Por exemplo, se o professor ensinar aos alunos que Porto Alegre é a capital do Rio Grande do Sul, ele poderia perguntar, durante vários momentos da aula, qual é a capital do Rio Grande do Sul. E ao longo da semana, perguntas várias vezes. Esse é o aprendizado distribuído, e não em massa.

Mas há um erro que acontece com bastante frequência, sobretudo em universidades americanas. Quando chega a época de provas, os alunos estudam tudo o que aprenderam no semestre em apenas uma semana. Feito "doido". Esse é o aprendizado em massa, ele dura menos, pode ser muito bom para aquele momento, mas, depois de um ano, o aluno não lembra de nada. Quem estudou em um mês terá melhor memória e conhecimento depois de um ano do que quem estudou em massa.

Quais as consequências de não se aplicar testes no processo de aprendizagem? Excluir a prova é perigoso?
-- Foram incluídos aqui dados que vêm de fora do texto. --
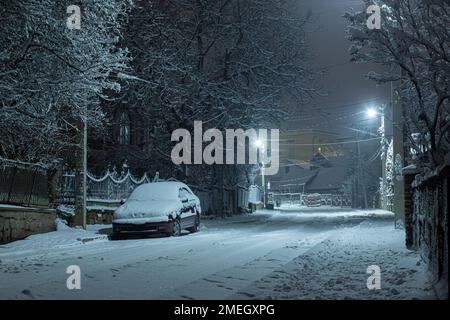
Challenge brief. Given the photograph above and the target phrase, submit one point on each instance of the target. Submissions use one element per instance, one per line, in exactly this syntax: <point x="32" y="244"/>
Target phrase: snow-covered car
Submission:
<point x="313" y="200"/>
<point x="158" y="207"/>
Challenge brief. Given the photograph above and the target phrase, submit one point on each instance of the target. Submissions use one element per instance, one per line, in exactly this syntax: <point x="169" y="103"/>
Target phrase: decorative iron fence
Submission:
<point x="113" y="188"/>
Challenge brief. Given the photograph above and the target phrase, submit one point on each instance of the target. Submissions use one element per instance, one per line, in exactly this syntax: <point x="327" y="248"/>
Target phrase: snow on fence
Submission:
<point x="305" y="199"/>
<point x="113" y="187"/>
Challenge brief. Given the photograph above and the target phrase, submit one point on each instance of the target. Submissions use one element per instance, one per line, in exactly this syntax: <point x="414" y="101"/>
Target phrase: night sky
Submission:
<point x="345" y="89"/>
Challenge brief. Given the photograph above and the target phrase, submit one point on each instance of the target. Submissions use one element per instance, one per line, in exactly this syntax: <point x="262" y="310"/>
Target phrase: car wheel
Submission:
<point x="196" y="225"/>
<point x="176" y="228"/>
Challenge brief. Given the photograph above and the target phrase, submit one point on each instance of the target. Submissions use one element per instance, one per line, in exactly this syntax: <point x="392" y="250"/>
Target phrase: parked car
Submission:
<point x="313" y="200"/>
<point x="158" y="207"/>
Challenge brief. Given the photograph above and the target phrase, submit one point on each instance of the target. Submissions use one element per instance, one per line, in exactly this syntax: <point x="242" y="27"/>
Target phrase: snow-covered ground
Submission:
<point x="296" y="253"/>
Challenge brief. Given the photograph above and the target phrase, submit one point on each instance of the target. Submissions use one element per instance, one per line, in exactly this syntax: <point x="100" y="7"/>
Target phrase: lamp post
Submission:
<point x="372" y="113"/>
<point x="260" y="145"/>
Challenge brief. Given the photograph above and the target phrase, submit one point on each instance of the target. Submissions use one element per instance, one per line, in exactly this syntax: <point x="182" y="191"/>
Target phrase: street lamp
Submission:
<point x="371" y="112"/>
<point x="260" y="145"/>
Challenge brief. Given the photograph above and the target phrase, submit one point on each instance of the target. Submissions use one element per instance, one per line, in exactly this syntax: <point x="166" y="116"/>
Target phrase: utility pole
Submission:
<point x="264" y="185"/>
<point x="84" y="173"/>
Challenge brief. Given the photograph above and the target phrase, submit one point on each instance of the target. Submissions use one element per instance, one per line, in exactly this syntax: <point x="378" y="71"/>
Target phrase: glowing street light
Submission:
<point x="371" y="112"/>
<point x="259" y="144"/>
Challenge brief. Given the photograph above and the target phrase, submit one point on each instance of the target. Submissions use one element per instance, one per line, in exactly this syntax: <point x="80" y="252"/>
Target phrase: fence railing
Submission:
<point x="304" y="199"/>
<point x="113" y="187"/>
<point x="24" y="184"/>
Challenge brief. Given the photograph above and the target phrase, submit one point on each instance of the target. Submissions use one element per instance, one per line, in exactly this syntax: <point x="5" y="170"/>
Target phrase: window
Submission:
<point x="124" y="128"/>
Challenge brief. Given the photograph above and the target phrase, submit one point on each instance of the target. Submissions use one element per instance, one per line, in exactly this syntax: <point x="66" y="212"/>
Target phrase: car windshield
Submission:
<point x="156" y="191"/>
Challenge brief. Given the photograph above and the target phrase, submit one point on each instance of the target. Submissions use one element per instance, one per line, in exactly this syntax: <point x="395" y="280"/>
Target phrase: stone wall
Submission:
<point x="428" y="230"/>
<point x="19" y="222"/>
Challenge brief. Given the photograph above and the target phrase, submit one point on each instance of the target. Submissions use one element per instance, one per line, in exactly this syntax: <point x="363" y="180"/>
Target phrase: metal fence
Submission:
<point x="112" y="187"/>
<point x="23" y="184"/>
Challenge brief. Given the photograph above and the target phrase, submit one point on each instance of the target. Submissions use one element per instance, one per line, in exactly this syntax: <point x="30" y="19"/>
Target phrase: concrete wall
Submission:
<point x="19" y="222"/>
<point x="428" y="229"/>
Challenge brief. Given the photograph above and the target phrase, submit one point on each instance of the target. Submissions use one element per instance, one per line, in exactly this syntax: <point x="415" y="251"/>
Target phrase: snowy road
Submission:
<point x="225" y="257"/>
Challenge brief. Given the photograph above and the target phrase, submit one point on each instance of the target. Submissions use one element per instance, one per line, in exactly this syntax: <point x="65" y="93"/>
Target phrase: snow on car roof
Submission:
<point x="157" y="190"/>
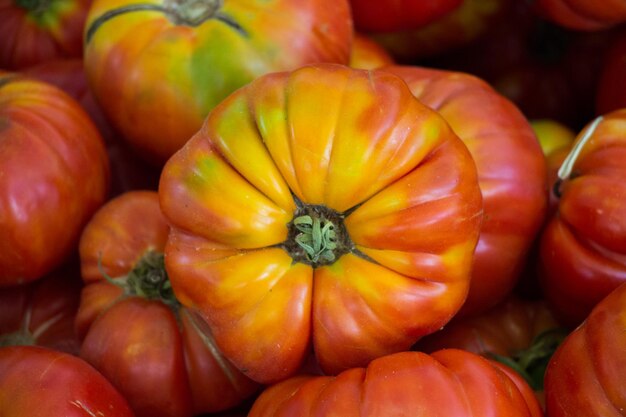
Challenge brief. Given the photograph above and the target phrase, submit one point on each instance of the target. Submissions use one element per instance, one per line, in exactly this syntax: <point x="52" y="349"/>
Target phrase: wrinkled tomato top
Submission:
<point x="323" y="207"/>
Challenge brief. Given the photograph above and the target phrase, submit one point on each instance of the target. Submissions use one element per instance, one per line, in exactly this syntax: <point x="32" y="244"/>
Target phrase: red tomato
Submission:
<point x="42" y="312"/>
<point x="128" y="170"/>
<point x="54" y="173"/>
<point x="585" y="377"/>
<point x="583" y="14"/>
<point x="556" y="140"/>
<point x="325" y="208"/>
<point x="389" y="16"/>
<point x="546" y="70"/>
<point x="456" y="29"/>
<point x="41" y="382"/>
<point x="34" y="31"/>
<point x="449" y="382"/>
<point x="583" y="247"/>
<point x="368" y="54"/>
<point x="511" y="173"/>
<point x="611" y="89"/>
<point x="157" y="70"/>
<point x="158" y="354"/>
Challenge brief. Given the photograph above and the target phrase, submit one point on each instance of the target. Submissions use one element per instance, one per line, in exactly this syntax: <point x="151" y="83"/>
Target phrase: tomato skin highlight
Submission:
<point x="39" y="382"/>
<point x="158" y="354"/>
<point x="447" y="382"/>
<point x="400" y="183"/>
<point x="44" y="208"/>
<point x="581" y="249"/>
<point x="512" y="174"/>
<point x="157" y="76"/>
<point x="586" y="374"/>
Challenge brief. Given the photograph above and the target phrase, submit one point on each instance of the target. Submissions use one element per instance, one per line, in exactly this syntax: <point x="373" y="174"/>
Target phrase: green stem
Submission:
<point x="531" y="363"/>
<point x="33" y="6"/>
<point x="148" y="279"/>
<point x="566" y="168"/>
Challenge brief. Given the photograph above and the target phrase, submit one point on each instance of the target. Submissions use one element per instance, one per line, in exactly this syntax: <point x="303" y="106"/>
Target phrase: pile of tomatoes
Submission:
<point x="312" y="208"/>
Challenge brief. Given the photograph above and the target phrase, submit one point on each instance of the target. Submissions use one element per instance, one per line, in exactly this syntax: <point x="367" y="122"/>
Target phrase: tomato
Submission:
<point x="585" y="376"/>
<point x="589" y="15"/>
<point x="54" y="174"/>
<point x="449" y="382"/>
<point x="389" y="16"/>
<point x="454" y="30"/>
<point x="42" y="312"/>
<point x="583" y="246"/>
<point x="158" y="354"/>
<point x="611" y="89"/>
<point x="34" y="31"/>
<point x="511" y="172"/>
<point x="546" y="70"/>
<point x="158" y="67"/>
<point x="42" y="382"/>
<point x="520" y="333"/>
<point x="323" y="208"/>
<point x="368" y="54"/>
<point x="128" y="171"/>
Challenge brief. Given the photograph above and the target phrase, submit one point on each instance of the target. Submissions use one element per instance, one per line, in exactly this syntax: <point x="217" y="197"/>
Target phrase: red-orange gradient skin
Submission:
<point x="512" y="174"/>
<point x="161" y="358"/>
<point x="583" y="247"/>
<point x="588" y="15"/>
<point x="42" y="382"/>
<point x="157" y="78"/>
<point x="32" y="32"/>
<point x="356" y="142"/>
<point x="585" y="376"/>
<point x="54" y="174"/>
<point x="449" y="382"/>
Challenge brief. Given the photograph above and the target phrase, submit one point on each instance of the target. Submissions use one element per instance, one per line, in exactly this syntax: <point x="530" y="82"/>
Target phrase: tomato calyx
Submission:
<point x="148" y="279"/>
<point x="18" y="338"/>
<point x="531" y="363"/>
<point x="566" y="170"/>
<point x="317" y="235"/>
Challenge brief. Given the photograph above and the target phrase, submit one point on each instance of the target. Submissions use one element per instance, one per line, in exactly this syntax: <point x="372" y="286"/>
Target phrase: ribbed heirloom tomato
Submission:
<point x="54" y="174"/>
<point x="585" y="377"/>
<point x="583" y="246"/>
<point x="449" y="382"/>
<point x="35" y="31"/>
<point x="323" y="207"/>
<point x="511" y="173"/>
<point x="158" y="67"/>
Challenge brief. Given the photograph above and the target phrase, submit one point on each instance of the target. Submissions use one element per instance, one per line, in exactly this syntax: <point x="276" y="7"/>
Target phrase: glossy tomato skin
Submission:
<point x="585" y="15"/>
<point x="449" y="382"/>
<point x="407" y="243"/>
<point x="128" y="170"/>
<point x="157" y="353"/>
<point x="390" y="16"/>
<point x="583" y="245"/>
<point x="157" y="76"/>
<point x="585" y="376"/>
<point x="507" y="328"/>
<point x="42" y="312"/>
<point x="511" y="172"/>
<point x="41" y="382"/>
<point x="467" y="22"/>
<point x="32" y="32"/>
<point x="43" y="208"/>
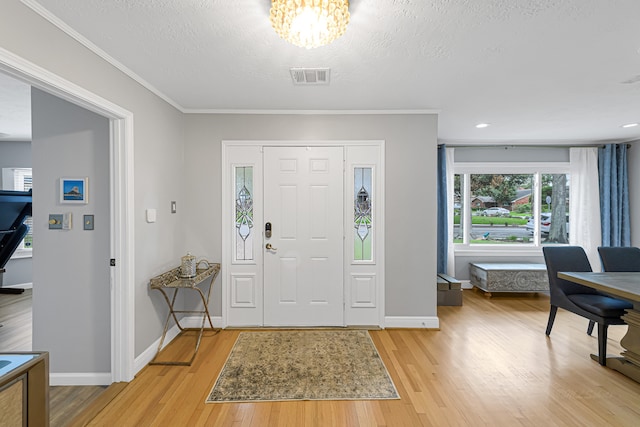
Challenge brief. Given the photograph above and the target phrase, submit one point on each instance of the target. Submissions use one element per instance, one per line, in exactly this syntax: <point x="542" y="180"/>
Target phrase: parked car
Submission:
<point x="496" y="211"/>
<point x="545" y="223"/>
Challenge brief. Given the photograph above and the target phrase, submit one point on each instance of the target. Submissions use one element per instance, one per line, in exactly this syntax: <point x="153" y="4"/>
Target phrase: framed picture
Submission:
<point x="74" y="190"/>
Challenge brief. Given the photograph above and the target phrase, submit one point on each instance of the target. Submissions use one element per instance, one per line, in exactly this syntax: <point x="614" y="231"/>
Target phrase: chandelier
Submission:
<point x="310" y="23"/>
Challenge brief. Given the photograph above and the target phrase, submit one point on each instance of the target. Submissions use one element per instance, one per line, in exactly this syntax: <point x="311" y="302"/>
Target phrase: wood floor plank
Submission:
<point x="490" y="364"/>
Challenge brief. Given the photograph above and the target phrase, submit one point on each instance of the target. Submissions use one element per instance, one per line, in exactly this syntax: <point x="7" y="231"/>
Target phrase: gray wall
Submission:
<point x="16" y="154"/>
<point x="158" y="152"/>
<point x="633" y="160"/>
<point x="71" y="295"/>
<point x="411" y="143"/>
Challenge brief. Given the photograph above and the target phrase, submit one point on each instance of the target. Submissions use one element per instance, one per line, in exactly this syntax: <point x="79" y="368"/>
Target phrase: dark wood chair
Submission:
<point x="581" y="300"/>
<point x="615" y="258"/>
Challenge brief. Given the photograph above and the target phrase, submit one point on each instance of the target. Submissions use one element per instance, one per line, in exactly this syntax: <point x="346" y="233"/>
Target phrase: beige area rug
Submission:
<point x="303" y="365"/>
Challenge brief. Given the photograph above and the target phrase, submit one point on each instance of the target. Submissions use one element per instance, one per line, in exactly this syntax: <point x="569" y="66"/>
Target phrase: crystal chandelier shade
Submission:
<point x="310" y="23"/>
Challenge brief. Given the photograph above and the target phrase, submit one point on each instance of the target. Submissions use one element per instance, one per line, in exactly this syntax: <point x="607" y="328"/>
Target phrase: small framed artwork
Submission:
<point x="74" y="190"/>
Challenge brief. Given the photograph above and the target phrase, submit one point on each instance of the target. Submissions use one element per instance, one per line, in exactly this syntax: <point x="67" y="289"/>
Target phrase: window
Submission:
<point x="511" y="209"/>
<point x="20" y="179"/>
<point x="244" y="213"/>
<point x="362" y="221"/>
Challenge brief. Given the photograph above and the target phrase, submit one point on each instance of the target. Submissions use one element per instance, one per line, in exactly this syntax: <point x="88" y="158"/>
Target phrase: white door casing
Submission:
<point x="303" y="279"/>
<point x="243" y="293"/>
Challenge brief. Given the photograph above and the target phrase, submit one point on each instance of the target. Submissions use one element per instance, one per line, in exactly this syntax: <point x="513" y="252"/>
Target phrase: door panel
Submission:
<point x="303" y="273"/>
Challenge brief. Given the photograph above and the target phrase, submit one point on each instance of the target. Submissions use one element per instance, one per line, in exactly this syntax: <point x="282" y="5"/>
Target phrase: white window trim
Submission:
<point x="534" y="168"/>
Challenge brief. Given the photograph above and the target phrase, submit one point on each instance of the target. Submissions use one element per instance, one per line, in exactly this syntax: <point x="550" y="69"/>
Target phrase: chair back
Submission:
<point x="619" y="258"/>
<point x="566" y="258"/>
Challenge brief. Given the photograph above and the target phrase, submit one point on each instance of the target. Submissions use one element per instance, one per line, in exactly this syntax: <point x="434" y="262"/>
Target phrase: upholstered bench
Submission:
<point x="509" y="277"/>
<point x="449" y="290"/>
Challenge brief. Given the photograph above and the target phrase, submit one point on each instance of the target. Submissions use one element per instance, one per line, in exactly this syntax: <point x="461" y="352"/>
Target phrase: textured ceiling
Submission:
<point x="549" y="71"/>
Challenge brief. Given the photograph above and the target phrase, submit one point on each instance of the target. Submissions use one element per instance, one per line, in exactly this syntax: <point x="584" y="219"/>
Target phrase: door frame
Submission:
<point x="122" y="236"/>
<point x="363" y="282"/>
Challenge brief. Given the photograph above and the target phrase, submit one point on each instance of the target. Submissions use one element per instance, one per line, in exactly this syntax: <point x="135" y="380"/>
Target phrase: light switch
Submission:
<point x="67" y="221"/>
<point x="55" y="221"/>
<point x="151" y="215"/>
<point x="88" y="222"/>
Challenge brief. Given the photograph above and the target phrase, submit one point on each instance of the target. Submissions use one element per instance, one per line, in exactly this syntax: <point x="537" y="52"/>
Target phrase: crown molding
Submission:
<point x="40" y="10"/>
<point x="308" y="112"/>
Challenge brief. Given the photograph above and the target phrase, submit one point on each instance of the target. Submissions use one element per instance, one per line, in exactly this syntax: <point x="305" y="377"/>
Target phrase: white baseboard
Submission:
<point x="187" y="322"/>
<point x="422" y="322"/>
<point x="93" y="378"/>
<point x="196" y="321"/>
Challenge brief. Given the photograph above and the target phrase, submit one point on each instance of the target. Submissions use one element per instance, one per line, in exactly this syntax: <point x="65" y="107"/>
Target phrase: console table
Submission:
<point x="173" y="280"/>
<point x="509" y="277"/>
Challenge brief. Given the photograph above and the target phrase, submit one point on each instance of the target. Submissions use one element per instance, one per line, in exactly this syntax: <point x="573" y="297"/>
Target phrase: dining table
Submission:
<point x="625" y="286"/>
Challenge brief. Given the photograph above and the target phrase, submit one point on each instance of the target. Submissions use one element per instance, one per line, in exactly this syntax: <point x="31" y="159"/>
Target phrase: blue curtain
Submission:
<point x="614" y="195"/>
<point x="443" y="234"/>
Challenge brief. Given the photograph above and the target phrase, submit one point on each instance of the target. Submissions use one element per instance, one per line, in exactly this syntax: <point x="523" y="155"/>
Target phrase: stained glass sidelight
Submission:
<point x="244" y="213"/>
<point x="362" y="214"/>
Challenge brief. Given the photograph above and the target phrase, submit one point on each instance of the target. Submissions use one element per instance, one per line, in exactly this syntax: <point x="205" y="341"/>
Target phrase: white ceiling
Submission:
<point x="539" y="71"/>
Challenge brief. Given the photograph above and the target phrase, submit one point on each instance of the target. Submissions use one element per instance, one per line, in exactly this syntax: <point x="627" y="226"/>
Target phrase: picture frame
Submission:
<point x="74" y="190"/>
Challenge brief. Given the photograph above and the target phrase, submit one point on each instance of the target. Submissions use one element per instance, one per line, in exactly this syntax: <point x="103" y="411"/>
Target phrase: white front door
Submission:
<point x="303" y="270"/>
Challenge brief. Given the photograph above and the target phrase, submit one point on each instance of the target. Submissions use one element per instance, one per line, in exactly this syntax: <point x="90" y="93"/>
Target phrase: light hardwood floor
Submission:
<point x="490" y="364"/>
<point x="65" y="403"/>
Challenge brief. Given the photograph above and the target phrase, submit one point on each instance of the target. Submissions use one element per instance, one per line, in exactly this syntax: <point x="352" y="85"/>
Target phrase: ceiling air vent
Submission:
<point x="310" y="76"/>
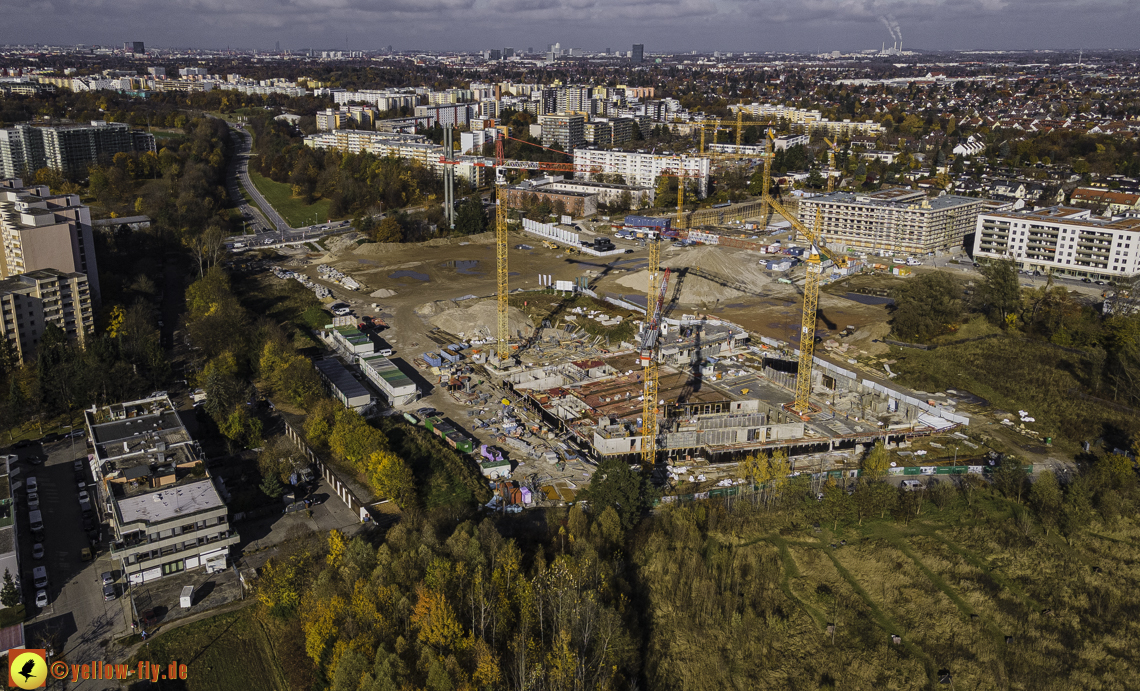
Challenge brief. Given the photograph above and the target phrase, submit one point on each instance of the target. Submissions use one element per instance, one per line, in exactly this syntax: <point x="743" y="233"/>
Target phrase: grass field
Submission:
<point x="293" y="210"/>
<point x="229" y="651"/>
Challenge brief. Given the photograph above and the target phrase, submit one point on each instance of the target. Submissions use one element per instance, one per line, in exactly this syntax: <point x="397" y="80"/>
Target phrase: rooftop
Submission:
<point x="164" y="504"/>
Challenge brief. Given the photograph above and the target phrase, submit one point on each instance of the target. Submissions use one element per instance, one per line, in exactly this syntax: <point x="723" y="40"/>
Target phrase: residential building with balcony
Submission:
<point x="30" y="302"/>
<point x="45" y="230"/>
<point x="1061" y="240"/>
<point x="642" y="169"/>
<point x="894" y="219"/>
<point x="167" y="512"/>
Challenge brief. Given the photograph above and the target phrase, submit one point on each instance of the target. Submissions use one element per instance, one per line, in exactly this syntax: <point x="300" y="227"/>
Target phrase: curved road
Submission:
<point x="266" y="218"/>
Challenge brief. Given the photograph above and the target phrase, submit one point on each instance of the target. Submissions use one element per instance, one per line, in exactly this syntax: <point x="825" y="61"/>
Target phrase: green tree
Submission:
<point x="471" y="218"/>
<point x="999" y="294"/>
<point x="617" y="485"/>
<point x="876" y="462"/>
<point x="1045" y="498"/>
<point x="388" y="230"/>
<point x="927" y="306"/>
<point x="271" y="487"/>
<point x="9" y="595"/>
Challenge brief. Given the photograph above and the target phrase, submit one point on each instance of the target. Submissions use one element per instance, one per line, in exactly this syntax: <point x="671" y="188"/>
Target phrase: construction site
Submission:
<point x="676" y="347"/>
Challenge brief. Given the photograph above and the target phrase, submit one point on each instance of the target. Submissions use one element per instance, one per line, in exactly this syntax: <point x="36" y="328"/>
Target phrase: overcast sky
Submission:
<point x="665" y="25"/>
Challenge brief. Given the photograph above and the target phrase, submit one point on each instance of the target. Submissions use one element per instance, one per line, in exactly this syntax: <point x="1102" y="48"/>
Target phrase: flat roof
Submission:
<point x="164" y="504"/>
<point x="341" y="379"/>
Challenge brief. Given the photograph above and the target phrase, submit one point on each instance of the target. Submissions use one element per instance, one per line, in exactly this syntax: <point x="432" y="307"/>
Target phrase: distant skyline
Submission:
<point x="661" y="25"/>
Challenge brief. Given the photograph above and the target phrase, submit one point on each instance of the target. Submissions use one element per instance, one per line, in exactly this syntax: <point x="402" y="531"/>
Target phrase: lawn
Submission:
<point x="1016" y="374"/>
<point x="222" y="652"/>
<point x="293" y="210"/>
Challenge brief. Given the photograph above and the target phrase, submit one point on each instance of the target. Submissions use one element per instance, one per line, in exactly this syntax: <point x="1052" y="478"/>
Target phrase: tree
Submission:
<point x="388" y="230"/>
<point x="999" y="293"/>
<point x="471" y="218"/>
<point x="927" y="306"/>
<point x="1045" y="498"/>
<point x="877" y="461"/>
<point x="9" y="595"/>
<point x="271" y="487"/>
<point x="617" y="485"/>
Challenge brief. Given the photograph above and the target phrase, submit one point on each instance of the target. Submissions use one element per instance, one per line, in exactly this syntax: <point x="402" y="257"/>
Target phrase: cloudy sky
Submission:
<point x="666" y="25"/>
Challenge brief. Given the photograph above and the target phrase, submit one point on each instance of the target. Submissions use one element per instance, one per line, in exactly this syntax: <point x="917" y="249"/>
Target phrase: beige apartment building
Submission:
<point x="30" y="302"/>
<point x="42" y="230"/>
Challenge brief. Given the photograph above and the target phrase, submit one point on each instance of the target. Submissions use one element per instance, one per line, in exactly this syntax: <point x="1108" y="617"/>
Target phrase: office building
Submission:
<point x="42" y="230"/>
<point x="1061" y="240"/>
<point x="894" y="219"/>
<point x="567" y="130"/>
<point x="68" y="148"/>
<point x="642" y="169"/>
<point x="167" y="513"/>
<point x="30" y="302"/>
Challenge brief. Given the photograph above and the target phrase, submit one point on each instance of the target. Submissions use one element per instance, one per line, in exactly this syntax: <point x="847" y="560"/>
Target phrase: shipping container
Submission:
<point x="644" y="221"/>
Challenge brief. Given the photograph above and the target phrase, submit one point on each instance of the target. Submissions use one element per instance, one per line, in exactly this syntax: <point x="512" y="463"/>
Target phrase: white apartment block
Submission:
<point x="811" y="120"/>
<point x="387" y="99"/>
<point x="1061" y="240"/>
<point x="642" y="170"/>
<point x="45" y="230"/>
<point x="894" y="219"/>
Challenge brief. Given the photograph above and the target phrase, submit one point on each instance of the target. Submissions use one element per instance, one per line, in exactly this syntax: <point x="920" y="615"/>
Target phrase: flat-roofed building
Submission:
<point x="31" y="302"/>
<point x="894" y="219"/>
<point x="167" y="513"/>
<point x="392" y="382"/>
<point x="642" y="168"/>
<point x="1061" y="240"/>
<point x="342" y="385"/>
<point x="45" y="230"/>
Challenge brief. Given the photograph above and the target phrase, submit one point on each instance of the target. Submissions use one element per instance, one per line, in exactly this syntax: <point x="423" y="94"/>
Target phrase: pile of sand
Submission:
<point x="473" y="319"/>
<point x="732" y="265"/>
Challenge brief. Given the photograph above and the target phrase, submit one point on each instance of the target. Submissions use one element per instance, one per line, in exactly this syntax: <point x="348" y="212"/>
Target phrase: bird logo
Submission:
<point x="27" y="668"/>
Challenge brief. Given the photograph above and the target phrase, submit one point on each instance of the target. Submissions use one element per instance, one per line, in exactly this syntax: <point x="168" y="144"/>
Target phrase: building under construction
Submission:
<point x="894" y="219"/>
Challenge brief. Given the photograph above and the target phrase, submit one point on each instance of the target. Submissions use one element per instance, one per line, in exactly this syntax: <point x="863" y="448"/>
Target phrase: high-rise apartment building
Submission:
<point x="895" y="219"/>
<point x="1061" y="240"/>
<point x="42" y="230"/>
<point x="68" y="148"/>
<point x="568" y="130"/>
<point x="643" y="169"/>
<point x="30" y="302"/>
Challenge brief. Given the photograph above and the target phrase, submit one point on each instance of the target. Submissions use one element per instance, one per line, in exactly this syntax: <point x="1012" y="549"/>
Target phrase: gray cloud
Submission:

Não sei se houve alguma experiência bem documentada sobre isso. Temos que ter muito cuidado e procurar basear nossos procedimentos em pesquisas consolidadas. É muito perigoso fazer mudanças baseadas na intuição. As pessoas que querem excluir totalmente a prova não têm subsídio para dizer que é melhor de um jeito ou outro. Não têm base em evidência científica.

Há décadas, a prova tem sido usada na nossa sociedade, e as pessoas tem aprendido. No mundo todo. Mudar todo um sistema, todo uma geração, pode, até mesmo, comprometer pessoas.

Há uma expectativa muito alta de que o professor, sem prova, vai conseguir motivar o aluno, e alguns certamente vão, mas eu duvido que seja a maioria. A gente sabe das dificuldades dos nossos professores, de formação, salário baixíssimo, de estrutura escolar terrível, não ter equipamentos, laboratórios. Como é possível motivar nessa situação?

E se não há avaliação, como medir os resultados? Os alunos vão chegar na universidade e vão ter provas, não vão se formar sem provas. Não consigo imaginar um curso de Odontologia no qual o aluno se forme sem passar por provas. Isso serve para todos os cursos.